Il frutto è una cassula ovoide.
Piantina molto frequente in prati grassi e pascoli di montagna ed anche incolti.
Fiorisce da aprile a tutta l'estate a quote crescenti col progredire della stagione.
Non trova uso terapeutico, ma diffuso uso edule. Si consumano le cimette fresche e le foglie dal tipico gusto di pisello fresco. La raccolta non rovina la piantina che rigermoglia con facilità ed in continuazione. L'importante è non estirpare: ricordandosi il luogo di raccolta si può avere quindi sempre a disposizione verdura fresca.
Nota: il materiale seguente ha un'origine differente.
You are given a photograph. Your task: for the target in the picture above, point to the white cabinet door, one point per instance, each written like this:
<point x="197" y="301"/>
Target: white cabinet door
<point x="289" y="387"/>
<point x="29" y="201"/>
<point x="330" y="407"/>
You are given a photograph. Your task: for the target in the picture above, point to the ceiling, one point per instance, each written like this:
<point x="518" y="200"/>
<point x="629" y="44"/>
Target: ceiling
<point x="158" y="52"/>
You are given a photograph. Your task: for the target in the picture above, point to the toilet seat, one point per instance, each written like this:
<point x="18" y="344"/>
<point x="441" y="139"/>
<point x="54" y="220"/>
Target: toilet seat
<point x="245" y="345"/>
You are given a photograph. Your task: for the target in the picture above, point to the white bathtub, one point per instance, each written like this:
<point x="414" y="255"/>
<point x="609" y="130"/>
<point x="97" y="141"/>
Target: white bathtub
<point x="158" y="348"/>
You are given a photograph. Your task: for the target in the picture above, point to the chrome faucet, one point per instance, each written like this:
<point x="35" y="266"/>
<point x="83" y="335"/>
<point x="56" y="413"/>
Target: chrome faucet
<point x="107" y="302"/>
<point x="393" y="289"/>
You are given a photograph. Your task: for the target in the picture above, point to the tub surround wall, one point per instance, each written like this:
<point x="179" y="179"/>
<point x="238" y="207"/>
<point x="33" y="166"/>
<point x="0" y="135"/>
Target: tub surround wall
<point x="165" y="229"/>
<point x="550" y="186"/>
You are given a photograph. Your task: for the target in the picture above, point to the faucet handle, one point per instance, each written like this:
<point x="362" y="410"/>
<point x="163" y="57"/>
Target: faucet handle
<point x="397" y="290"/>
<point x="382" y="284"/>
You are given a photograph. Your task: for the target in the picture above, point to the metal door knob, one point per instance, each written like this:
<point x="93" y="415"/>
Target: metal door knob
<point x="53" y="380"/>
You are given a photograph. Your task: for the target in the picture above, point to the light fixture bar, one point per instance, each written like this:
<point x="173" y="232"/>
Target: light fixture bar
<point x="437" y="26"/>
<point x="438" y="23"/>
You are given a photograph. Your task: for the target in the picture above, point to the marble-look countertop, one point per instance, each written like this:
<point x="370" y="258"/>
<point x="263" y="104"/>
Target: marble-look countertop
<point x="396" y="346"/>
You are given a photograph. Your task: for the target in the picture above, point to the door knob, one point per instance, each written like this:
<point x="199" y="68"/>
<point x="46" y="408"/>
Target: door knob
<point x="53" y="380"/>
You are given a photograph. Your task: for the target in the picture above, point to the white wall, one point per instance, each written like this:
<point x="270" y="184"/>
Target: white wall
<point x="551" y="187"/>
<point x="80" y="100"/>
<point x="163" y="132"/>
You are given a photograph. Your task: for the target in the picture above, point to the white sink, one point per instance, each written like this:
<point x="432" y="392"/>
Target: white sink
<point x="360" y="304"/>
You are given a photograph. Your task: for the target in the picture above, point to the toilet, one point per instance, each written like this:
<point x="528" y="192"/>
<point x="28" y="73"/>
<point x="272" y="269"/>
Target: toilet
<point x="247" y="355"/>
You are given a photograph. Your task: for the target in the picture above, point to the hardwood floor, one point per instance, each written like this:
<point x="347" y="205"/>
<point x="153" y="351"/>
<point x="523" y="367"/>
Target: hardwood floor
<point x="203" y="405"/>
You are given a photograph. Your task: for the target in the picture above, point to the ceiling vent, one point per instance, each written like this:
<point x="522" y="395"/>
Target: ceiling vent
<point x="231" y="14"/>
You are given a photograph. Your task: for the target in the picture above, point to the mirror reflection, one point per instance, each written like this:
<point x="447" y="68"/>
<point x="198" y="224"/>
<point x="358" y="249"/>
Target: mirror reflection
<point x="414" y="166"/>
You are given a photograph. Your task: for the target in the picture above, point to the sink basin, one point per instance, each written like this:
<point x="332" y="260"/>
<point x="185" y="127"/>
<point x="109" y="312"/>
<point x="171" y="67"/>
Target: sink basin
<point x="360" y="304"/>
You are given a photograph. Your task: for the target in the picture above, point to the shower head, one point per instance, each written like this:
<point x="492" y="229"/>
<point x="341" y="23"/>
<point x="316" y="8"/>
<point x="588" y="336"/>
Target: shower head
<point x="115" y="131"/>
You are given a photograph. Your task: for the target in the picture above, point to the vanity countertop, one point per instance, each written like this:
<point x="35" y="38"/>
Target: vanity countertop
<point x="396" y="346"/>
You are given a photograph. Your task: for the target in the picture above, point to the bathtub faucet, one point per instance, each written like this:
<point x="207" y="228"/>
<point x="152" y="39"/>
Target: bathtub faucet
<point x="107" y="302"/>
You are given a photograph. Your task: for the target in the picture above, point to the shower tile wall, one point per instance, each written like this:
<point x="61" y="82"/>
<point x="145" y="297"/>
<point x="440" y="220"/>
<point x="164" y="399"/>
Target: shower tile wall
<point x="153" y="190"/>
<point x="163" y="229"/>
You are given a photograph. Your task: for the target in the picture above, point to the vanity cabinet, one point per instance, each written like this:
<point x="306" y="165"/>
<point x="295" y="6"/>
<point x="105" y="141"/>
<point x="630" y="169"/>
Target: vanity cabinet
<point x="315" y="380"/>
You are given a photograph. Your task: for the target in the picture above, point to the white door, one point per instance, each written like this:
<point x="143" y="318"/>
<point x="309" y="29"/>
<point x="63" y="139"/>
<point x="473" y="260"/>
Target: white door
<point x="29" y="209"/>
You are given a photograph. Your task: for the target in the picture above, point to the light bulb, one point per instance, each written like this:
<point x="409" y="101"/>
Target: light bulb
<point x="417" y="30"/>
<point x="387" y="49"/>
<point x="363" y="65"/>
Il nome è onomatopeico, poichè il fiore emette un caratteristico schioppettio se viene schiacciato, ed è un classico divertimento per i bambini.
La piantina entra a far parte delle gustose minestre primaverili, vera leccornia anche per i palati più esigenti.
Può essere mangiata anche cruda, sola o in insalate miste, cotta nei risotti negli gnocchi, nei sughi, in torte e strudel salati. Le cimette sono il massimo bollite e condite con olio e limone.
La loro dolcezza si abbina egregiamente coi funghi primaverili, tipo prugnoli, coprini, finferli, tutto a crudo.
Cotte invece si abbinano coi marzuoli, spugnole e primi boleti estivi con l'aggiunta, a piacere, di formaggio di malga.
Consigli culinari:
Frite: cotta con altre erbe spontanee e condita con olio e limone.
Frittata di silene: Lessare le fogli e le cime e unirle con uovo sbattuto, quindi cuocere in olio bollente.
Risotto: Rosolare in padella della cipolla, finemente tritata, in olio di oliva extravergine; aggiungere la silene e soffriggere per una decina di minuti, facendo attenzione che non " attacchi". Unire il riso, facendo amalgamare il tutto con l'aggiunta, se necessario, di un pò di brodo.
A cottura ultimata, per chi lo desidera, aggiungere una noce di burro e del formaggio del tipo preferito.
Mantecare e dopo alcuni minuti servire.

Curiosità: I calabroni hanno imparato a forare la base del fiore per suggerne il nettare.

La foto è stata scattata oggi 30 marzo 2012 lungo la vecchia strada asfaltata che porta a Paularo.
Giove pluvio ancora dorme; speriamo si risvegli al più presto, poichè dal punto di vista micologico nulla si muove.